Table 2 Relationship (Mantel statistic r) between habitat similarity and genetic similarity between Nitrospira species pairs for different markers

Hydroxylamine dehydrogenase is potentially involved in recent niche separation within clade A

These results indicate that the hydroxylamine dehydrogenase might be a better indicator than other nitrification enzymes of niche preference for comammox Nitrospira. Consistent with this, phylogenetic analysis of HaoA showed a division of clade A into two subclusters (referred to as clade A1 and clade A2, respectively) similar to the one identified from habitat preference patterns (Fig. 4 and Figure S4). Indeed, clade A2 sequences are clearly separated from those of clade A1, and more closely related to some of the clade B species (Fig. 5). This contrasts with the clear monophyletic separation of the two comammox clades (A and B) based on phylogeny of AmoA (Fig. 5), which is also supported by the phylogenetic analyses of the concatenation of 120 translated single-copy genes (Fig. 1).
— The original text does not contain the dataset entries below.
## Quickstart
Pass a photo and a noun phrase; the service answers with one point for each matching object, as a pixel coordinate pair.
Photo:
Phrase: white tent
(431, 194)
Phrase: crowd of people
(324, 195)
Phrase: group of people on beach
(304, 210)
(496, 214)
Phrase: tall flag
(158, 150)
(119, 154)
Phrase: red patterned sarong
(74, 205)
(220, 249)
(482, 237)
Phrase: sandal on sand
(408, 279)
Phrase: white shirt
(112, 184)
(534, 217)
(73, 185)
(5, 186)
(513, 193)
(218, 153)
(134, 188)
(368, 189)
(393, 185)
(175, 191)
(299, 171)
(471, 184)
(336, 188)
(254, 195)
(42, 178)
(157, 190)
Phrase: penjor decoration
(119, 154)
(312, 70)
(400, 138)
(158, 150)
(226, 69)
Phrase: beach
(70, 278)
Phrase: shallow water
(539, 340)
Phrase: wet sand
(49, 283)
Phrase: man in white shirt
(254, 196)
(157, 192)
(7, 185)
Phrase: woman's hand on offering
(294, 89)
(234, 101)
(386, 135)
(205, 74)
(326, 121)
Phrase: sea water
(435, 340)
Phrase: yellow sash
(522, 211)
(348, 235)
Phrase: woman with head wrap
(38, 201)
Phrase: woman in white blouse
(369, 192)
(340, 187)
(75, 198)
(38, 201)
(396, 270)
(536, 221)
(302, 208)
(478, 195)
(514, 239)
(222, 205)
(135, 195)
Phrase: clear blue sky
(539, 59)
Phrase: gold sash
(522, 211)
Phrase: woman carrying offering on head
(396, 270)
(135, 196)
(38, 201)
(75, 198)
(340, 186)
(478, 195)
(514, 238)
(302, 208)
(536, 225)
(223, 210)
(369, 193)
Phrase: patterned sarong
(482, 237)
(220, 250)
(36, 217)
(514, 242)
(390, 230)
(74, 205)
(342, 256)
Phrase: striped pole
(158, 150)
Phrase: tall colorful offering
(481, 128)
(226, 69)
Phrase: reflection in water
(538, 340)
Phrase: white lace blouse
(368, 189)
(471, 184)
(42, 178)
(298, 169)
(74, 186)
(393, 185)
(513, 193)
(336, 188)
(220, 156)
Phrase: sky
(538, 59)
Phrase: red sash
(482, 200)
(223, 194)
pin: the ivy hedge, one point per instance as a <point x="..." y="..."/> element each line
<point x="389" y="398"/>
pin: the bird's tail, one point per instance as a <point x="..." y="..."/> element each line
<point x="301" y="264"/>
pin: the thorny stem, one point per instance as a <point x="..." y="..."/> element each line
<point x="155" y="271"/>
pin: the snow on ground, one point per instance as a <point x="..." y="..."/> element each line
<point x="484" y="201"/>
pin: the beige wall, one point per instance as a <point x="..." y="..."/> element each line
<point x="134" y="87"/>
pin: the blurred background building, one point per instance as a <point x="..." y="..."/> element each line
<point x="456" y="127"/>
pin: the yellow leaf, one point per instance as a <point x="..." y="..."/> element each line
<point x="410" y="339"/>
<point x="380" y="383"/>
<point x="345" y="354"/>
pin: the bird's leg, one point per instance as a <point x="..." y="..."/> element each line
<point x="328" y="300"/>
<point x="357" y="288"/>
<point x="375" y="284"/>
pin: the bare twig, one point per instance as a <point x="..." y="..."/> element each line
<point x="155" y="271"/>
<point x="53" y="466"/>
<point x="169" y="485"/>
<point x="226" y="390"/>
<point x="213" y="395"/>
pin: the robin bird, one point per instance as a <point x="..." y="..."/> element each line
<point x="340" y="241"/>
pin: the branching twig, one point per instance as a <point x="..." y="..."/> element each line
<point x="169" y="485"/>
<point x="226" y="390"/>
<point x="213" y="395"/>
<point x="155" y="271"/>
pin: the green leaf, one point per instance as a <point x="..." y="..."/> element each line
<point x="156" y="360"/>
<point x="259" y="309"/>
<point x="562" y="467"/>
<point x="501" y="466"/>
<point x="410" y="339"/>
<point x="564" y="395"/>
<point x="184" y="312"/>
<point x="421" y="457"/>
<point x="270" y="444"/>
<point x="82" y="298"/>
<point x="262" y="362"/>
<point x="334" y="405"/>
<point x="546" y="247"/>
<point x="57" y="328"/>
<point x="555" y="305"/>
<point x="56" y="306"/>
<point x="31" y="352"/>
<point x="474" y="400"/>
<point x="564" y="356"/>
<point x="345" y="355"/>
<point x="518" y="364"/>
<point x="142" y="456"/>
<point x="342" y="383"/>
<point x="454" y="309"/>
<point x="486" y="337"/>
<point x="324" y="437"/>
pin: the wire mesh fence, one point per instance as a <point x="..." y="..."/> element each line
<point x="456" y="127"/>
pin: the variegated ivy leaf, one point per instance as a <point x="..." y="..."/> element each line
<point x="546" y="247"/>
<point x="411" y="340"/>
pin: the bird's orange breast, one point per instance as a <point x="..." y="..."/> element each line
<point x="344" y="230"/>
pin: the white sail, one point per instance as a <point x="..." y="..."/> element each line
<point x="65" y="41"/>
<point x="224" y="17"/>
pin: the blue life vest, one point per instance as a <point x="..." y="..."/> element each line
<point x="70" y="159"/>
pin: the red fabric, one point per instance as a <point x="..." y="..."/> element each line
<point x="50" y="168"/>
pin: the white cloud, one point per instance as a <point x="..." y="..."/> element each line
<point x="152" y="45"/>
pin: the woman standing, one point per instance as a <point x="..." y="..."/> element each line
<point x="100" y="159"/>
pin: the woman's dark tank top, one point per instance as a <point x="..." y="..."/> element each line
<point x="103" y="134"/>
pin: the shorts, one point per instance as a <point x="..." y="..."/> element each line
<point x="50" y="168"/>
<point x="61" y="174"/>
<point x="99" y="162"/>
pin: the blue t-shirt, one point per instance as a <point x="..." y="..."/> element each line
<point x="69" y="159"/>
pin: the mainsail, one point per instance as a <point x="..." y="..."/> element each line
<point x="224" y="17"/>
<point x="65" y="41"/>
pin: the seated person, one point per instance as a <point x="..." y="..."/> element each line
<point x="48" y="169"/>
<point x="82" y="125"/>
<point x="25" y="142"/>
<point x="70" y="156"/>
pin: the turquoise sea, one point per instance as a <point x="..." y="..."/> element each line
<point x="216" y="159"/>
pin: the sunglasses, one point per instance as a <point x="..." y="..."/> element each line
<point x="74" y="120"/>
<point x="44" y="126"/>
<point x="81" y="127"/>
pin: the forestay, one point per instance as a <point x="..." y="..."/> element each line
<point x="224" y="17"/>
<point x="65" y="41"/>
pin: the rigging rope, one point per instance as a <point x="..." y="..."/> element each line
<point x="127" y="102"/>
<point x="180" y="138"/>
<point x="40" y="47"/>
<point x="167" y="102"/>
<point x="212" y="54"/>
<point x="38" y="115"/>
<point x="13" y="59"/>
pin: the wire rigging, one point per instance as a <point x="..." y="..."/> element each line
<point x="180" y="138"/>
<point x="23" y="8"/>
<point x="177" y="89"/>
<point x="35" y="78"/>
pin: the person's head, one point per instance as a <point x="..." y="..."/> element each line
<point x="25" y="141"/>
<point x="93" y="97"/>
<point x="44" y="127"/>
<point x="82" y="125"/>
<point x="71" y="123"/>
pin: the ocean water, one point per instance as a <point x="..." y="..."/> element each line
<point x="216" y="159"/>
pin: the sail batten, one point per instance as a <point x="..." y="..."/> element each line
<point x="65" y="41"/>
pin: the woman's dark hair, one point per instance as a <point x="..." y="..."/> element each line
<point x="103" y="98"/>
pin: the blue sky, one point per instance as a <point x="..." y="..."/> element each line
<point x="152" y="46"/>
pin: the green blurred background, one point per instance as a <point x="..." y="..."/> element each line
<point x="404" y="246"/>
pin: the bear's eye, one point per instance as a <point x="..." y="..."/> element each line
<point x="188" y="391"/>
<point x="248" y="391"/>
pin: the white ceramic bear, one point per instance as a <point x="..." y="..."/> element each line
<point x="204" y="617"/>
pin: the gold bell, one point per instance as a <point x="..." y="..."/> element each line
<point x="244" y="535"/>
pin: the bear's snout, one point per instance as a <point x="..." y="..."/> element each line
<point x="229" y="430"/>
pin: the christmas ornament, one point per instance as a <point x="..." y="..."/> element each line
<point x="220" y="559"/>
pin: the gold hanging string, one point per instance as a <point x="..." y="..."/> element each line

Further, we detected two nirK genes (encoding a copper-containing nitrite reductase) next to the HAO cluster in the clade A2 genomes. This gene synteny was also found in several of the clade B genomes, but never in the clade A1 genomes (Figure S6). This shared synteny of the HAO genetic region suggests a horizontal gene transfer event between clade A2 and clade B (as also proposed in our earlier evolutionary analysis [7]) instead of convergent evolution of the hydroxylamine dehydrogenase.

Fig. 5
figure 5

Maximum likelihood phylogenetic trees of Nitrospira spp. based on (left) AmoA and (right) HaoA amino acid sequences. Only complete or nearly complete sequences are included. The strength of support for internal nodes was assessed by performing bootstrap replicates, with the obtained values shown as colored circles (top left legend). The comammox Nitrospira clades and subclades are indicated by colored boxes, and the colour font of clade A sequences in the AmoA tree refers to their membership on the HaoA tree. Gamma- and betaproteobacterial AOB sequences were used to root the trees. Shapes next to the sequence names denote the environment from where the MAGs were recovered (color code as in Fig. 1)

Discussion

This study represents the first effort to analyze the global distribution and ecological niches of Nitrospira species, including comammox Nitrospira. We combined a large number of Nitrospira MAGs retrieved in this study with publicly available genomes to build a dataset consisting of 205 medium to high quality Nitrospira genomes (> 70% completeness and < 5% contamination). These genomes were recovered from very different environments and geographical areas, and spanned five different lineages. This dataset properly covers the most ubiquitous and species-rich lineages (I and II) as well as both comammox clades. It also provides a unique insight into the phylogenomics of lineage IV which demonstrates that this deep-branching lineage experienced stronger genomic changes than the rest of the lineages and should probably be considered as comprising of two separate lineages, as previously proposed from 16S rRNA gene sequence analysis [33]), with starkly contrasting genomic features (genome size, gene number, and GC content). In addition, genomes from other lineages lacking cultivated representatives were present in the database. On the other hand, no MAGs from the previously established lineages V and VI were represented in the database. Nevertheless, only one enrichment (Candidatus Nitrospira bockiana; lineage V), one isolate (Nitrospira calida; lineage VI) and few 16S rRNA sequences have been recovered from these lineages that are believed to occupy very specific habitats [6, 34, 35]. Overall, the database built in this study represents the larger genomic dataset used to study the genomic characteristics and ecology of the Nitrospira genus.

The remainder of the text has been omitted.